4. Analytics and reporting. Having blockchain data in your own PostgreSQL or ClickHouse instance means you can use standard BI tools (Metabase, Grafana, Looker) to create dashboards without any custom integration.
When Batch Indexing Still Makes Sense
Goldsky’s streaming is not universally better. Batch indexing with subgraphs still wins for:
1. Simple, infrequent queries. If you just need to look up a token balance or check an NFT owner occasionally, spinning up a streaming pipeline is overkill.
2. Historical deep dives. Complex queries against months of historical data are better served by a fully indexed and optimized GraphQL endpoint.
3. Prototyping and development. Subgraphs are faster to set up for quick experiments. Mirror requires database infrastructure and pipeline configuration.
The Cost Question
Goldsky’s pricing is based on data volume streamed and pipeline complexity, which can get expensive for high-throughput chains. A full Ethereum mainnet mirror with all token transfers and DeFi events could cost significantly more than an equivalent Ormi subgraph.
However, the total cost of ownership calculation is different because you are running your own database. If you already have PostgreSQL or ClickHouse infrastructure, the marginal cost of adding Goldsky’s Mirror is lower than standing up a separate indexing service.
My Assessment
Goldsky is not trying to win the “faster subgraph” race. They are arguing that the subgraph abstraction is inadequate for modern application needs, and I think they are making a compelling case.
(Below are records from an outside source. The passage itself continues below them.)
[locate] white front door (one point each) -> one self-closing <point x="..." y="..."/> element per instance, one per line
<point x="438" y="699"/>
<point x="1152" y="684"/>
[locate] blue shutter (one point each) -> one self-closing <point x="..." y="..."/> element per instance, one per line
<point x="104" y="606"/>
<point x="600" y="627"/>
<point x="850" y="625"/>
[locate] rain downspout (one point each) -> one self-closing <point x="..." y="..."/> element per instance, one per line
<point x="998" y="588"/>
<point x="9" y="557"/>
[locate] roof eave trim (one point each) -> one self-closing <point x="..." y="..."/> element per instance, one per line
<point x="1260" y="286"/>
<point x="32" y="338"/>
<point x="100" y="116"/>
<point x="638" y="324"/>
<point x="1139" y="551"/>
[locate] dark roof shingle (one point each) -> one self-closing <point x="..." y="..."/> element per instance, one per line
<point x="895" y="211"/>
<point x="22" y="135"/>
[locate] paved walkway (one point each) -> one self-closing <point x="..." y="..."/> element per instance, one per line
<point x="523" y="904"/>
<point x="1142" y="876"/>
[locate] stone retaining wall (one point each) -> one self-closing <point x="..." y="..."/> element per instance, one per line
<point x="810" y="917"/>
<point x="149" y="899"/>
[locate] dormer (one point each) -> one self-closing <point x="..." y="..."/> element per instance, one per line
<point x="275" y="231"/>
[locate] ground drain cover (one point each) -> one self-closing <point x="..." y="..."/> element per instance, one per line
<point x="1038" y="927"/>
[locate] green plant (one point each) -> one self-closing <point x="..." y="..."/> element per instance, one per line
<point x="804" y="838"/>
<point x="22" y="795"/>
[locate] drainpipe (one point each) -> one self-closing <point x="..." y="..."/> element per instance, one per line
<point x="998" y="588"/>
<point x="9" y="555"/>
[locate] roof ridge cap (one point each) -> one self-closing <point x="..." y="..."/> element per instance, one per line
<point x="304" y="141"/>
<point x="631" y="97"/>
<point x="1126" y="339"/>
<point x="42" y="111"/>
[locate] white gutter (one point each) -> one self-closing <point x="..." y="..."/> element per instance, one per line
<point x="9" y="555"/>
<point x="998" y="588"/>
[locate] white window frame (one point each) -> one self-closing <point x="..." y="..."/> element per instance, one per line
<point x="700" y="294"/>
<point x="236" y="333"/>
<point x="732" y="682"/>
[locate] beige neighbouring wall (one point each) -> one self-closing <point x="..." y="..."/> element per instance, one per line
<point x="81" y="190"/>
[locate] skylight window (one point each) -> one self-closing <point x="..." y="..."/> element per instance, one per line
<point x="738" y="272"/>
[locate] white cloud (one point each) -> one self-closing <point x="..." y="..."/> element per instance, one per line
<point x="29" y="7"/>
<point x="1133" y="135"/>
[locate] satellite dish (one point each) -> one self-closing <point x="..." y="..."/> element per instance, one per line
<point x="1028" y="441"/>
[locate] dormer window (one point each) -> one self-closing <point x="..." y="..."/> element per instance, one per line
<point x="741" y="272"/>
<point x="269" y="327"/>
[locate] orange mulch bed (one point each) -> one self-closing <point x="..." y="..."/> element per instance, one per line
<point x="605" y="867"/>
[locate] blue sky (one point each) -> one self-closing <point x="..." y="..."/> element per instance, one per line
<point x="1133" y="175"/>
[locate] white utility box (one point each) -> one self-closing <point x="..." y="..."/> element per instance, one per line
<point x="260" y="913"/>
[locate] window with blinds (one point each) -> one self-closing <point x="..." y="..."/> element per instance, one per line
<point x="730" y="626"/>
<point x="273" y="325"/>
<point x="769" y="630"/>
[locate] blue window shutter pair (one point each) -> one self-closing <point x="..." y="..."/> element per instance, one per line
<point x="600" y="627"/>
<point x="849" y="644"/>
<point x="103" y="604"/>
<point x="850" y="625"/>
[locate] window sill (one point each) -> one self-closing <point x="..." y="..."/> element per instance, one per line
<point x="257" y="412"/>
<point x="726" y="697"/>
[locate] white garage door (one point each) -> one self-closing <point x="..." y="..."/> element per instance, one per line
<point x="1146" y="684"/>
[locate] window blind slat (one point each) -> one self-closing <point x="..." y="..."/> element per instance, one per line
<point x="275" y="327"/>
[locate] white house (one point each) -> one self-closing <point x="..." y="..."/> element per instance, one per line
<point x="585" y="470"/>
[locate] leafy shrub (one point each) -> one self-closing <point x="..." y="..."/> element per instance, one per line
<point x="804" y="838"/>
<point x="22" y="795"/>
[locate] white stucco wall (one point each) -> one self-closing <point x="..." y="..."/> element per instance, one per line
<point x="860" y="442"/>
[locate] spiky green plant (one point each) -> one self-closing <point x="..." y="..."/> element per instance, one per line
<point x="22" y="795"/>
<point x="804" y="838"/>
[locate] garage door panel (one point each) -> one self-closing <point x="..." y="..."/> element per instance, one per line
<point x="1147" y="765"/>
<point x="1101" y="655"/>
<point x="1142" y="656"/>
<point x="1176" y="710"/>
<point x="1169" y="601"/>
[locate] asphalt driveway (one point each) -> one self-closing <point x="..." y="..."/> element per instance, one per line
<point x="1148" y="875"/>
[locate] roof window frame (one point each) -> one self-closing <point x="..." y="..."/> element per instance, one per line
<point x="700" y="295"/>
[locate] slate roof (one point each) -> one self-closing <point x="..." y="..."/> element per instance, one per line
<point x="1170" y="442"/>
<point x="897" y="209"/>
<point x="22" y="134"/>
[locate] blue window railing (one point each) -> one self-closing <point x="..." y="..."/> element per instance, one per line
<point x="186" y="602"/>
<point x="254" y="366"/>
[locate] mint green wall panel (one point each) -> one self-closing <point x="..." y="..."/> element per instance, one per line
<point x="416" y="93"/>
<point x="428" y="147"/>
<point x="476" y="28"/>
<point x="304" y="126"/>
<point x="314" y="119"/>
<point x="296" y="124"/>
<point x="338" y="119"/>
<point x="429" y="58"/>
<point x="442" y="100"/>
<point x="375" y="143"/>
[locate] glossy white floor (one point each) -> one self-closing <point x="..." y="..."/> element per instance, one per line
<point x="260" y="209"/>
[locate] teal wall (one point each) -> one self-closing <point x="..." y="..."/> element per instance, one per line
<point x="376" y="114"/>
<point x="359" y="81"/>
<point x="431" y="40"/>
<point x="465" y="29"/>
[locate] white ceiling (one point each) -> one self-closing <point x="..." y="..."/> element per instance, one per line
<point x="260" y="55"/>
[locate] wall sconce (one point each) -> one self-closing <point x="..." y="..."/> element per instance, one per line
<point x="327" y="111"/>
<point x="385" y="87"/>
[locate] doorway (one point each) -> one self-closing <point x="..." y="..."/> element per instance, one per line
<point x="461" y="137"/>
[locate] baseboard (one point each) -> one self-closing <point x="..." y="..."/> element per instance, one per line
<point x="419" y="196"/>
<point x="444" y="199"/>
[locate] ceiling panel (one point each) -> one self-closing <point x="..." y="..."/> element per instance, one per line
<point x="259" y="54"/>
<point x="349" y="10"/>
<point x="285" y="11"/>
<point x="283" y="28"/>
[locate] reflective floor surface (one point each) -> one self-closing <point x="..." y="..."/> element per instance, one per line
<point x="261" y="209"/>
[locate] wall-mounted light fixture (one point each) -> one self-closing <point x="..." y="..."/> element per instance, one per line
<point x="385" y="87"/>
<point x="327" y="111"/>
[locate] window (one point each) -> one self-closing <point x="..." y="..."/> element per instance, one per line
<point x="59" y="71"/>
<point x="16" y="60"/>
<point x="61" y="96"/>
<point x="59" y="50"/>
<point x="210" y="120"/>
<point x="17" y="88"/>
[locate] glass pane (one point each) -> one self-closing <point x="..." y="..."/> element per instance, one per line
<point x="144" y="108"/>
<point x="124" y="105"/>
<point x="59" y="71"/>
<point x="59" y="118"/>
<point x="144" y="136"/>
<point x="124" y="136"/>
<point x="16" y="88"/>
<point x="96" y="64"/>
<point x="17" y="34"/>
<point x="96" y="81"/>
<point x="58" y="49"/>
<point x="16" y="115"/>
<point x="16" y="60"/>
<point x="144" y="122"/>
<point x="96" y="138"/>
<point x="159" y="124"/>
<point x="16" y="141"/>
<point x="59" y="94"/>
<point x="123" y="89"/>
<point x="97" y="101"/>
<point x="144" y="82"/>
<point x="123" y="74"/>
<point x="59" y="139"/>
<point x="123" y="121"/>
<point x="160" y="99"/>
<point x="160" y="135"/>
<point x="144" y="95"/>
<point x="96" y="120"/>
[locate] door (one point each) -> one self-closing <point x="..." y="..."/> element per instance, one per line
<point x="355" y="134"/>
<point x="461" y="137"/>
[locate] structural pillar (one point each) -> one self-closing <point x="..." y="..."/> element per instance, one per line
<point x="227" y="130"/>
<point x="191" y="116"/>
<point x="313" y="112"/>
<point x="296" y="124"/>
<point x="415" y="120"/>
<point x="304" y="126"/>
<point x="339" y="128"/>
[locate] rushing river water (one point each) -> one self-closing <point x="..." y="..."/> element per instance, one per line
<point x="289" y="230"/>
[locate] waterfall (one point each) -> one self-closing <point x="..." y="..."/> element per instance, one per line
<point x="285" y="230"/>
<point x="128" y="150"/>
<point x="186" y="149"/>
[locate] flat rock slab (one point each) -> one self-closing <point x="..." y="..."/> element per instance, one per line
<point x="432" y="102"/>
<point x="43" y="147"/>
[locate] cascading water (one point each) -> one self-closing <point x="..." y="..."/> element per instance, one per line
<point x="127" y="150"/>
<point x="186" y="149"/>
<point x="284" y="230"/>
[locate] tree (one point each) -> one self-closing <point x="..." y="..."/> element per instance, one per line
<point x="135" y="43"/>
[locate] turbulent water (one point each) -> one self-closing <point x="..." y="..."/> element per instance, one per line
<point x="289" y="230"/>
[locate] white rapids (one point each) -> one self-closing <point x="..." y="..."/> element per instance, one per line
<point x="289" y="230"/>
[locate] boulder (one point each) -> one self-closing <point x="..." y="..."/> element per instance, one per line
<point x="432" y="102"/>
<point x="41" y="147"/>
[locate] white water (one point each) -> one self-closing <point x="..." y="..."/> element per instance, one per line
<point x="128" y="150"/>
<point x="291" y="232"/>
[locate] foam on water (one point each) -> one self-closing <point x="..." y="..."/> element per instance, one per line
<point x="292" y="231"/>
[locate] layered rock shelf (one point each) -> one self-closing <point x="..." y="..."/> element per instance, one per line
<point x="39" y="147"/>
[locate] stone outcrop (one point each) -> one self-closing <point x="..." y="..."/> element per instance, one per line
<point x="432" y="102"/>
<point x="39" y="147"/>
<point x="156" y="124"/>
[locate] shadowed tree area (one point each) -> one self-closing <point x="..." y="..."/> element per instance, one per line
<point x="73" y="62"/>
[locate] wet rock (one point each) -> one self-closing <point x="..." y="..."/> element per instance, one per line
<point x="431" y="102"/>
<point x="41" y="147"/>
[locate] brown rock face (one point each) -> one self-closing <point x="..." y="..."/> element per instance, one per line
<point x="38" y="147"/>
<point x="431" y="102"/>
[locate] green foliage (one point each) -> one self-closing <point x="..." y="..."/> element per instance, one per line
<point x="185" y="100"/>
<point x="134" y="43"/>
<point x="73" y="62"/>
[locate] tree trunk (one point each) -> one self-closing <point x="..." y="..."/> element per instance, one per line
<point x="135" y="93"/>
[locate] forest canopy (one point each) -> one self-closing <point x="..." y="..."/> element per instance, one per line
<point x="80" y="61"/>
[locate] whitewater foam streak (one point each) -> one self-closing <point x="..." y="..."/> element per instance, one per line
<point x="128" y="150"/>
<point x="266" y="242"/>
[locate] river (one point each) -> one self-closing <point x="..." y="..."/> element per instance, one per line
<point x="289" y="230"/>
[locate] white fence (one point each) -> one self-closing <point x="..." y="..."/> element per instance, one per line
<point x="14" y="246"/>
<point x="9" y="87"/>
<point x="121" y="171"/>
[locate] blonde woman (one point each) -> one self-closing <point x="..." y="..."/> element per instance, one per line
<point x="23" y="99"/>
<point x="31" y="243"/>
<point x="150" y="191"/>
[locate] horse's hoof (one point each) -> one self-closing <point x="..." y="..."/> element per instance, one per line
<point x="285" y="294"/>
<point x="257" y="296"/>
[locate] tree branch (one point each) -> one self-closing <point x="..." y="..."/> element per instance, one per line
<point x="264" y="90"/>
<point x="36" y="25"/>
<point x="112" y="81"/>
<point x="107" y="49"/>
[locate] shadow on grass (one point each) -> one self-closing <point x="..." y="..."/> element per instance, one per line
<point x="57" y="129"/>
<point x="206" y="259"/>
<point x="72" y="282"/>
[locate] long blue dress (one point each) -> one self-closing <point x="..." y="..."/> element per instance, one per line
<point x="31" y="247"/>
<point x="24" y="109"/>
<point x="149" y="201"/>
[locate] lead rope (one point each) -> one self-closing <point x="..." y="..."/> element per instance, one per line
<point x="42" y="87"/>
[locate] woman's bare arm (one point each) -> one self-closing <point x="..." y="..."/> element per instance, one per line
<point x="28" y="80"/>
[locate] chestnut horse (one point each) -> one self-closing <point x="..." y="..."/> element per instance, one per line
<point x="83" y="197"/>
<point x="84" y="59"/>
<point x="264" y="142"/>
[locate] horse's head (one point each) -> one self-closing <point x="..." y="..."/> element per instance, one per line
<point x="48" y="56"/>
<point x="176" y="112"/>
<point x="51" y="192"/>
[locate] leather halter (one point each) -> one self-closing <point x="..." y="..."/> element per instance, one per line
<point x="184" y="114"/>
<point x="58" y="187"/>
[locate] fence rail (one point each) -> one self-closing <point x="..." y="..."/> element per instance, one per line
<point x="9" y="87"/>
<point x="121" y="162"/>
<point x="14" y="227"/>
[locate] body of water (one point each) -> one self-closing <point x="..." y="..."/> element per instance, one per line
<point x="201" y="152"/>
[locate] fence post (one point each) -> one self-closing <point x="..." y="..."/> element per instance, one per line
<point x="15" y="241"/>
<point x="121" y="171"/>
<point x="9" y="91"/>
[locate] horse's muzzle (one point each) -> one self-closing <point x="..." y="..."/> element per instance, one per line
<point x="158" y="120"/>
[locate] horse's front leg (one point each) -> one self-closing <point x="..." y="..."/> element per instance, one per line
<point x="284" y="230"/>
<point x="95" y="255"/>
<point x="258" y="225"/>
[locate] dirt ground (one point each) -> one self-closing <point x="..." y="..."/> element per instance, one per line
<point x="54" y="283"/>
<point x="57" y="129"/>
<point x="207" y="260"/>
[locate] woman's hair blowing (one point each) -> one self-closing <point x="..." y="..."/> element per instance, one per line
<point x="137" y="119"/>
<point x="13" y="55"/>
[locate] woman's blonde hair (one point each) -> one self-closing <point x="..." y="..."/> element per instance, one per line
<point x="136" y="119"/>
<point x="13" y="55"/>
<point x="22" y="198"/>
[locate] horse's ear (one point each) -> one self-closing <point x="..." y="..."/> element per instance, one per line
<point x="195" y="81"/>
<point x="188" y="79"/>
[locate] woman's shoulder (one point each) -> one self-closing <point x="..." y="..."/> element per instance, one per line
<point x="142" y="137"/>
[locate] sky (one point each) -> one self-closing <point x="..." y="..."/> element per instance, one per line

The future of blockchain data infrastructure is probably not a single paradigm. It is a combination of batch indexing (for historical queries), real-time streaming (for live data), and push-based events (for automated workflows). Teams that adopt a multi-paradigm approach will build better products.
Has anyone else experimented with Goldsky’s streaming products? I would love to hear about other teams’ experiences, especially around reliability and cost at scale.